I got very lucky finding my teacher. Hope that you find a good teacher and regardless of what style of Hapkido you studied you will do well and be happy with your training.


----------



## Chris from CT (Oct 18, 2002)

> _Originally posted by H@pkid0ist _
> *Choi had a successor. I do not remember hi name though. *



That was GM Chin Il Chang.  GM Choi hoped that he would unite Hapkido.  Unfortunately, that didn't happen as of yet.  

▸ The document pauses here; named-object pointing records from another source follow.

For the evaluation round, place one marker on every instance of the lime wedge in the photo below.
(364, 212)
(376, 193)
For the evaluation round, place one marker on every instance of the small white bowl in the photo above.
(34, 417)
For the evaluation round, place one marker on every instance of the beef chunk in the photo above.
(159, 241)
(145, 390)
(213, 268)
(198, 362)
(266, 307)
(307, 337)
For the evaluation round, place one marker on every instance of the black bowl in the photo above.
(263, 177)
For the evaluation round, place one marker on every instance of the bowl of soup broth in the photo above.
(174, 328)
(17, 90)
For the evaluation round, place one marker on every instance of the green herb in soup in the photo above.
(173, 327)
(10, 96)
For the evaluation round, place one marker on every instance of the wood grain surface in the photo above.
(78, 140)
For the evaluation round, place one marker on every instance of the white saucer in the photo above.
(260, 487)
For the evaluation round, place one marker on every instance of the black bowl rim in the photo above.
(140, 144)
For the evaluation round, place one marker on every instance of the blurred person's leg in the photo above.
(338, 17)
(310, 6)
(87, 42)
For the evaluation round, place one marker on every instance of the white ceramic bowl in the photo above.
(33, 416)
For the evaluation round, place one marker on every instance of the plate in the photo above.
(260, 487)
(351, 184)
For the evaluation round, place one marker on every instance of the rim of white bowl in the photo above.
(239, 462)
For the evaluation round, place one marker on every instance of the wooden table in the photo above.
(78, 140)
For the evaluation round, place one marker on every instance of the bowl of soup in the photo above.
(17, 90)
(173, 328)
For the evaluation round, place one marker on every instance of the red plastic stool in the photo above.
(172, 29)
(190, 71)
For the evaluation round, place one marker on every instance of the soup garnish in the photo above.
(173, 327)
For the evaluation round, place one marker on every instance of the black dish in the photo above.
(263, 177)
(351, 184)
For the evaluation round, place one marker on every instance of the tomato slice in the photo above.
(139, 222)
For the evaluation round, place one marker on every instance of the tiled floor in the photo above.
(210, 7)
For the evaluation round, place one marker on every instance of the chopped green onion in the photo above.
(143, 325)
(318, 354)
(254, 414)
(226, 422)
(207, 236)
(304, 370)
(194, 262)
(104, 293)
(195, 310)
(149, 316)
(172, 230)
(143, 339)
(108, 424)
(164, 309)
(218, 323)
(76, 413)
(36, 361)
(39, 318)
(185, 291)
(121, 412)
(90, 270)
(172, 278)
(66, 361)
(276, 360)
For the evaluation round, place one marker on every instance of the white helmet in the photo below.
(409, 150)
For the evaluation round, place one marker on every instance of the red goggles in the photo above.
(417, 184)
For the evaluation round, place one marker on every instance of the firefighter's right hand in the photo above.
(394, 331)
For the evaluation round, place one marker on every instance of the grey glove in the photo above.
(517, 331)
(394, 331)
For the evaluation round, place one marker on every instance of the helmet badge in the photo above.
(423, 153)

I hope one day we all could be united.  If not by curriculum,  by just accepting the fact that there are different styles and we should get along and treat each other like family.  We all came from the same place.  The only difference is that some took different paths from there.  One of the main problems is that people start thinking their style is superior than others and at that point the mind shuts down.  We can all learn now matter what style it comes from.  There isn't alot of Hapkido in my area so I enjoy traveling and visiting other Hapkido schools, teachers and students.  I have been lucky enough to meet some really talented and hospitable people in Hapkido.  (I'm looking forward to make it up to Boston.)

Take care


----------



## Humble artist (Oct 18, 2002)

Thanks a lot guys.Makes sense.

It seems to me now that such styles as Ji Han Jae´s sin moo etc. (other possible styles) are good combinations of those "two worlds" combining both grappling and striking quite well?



:asian:


----------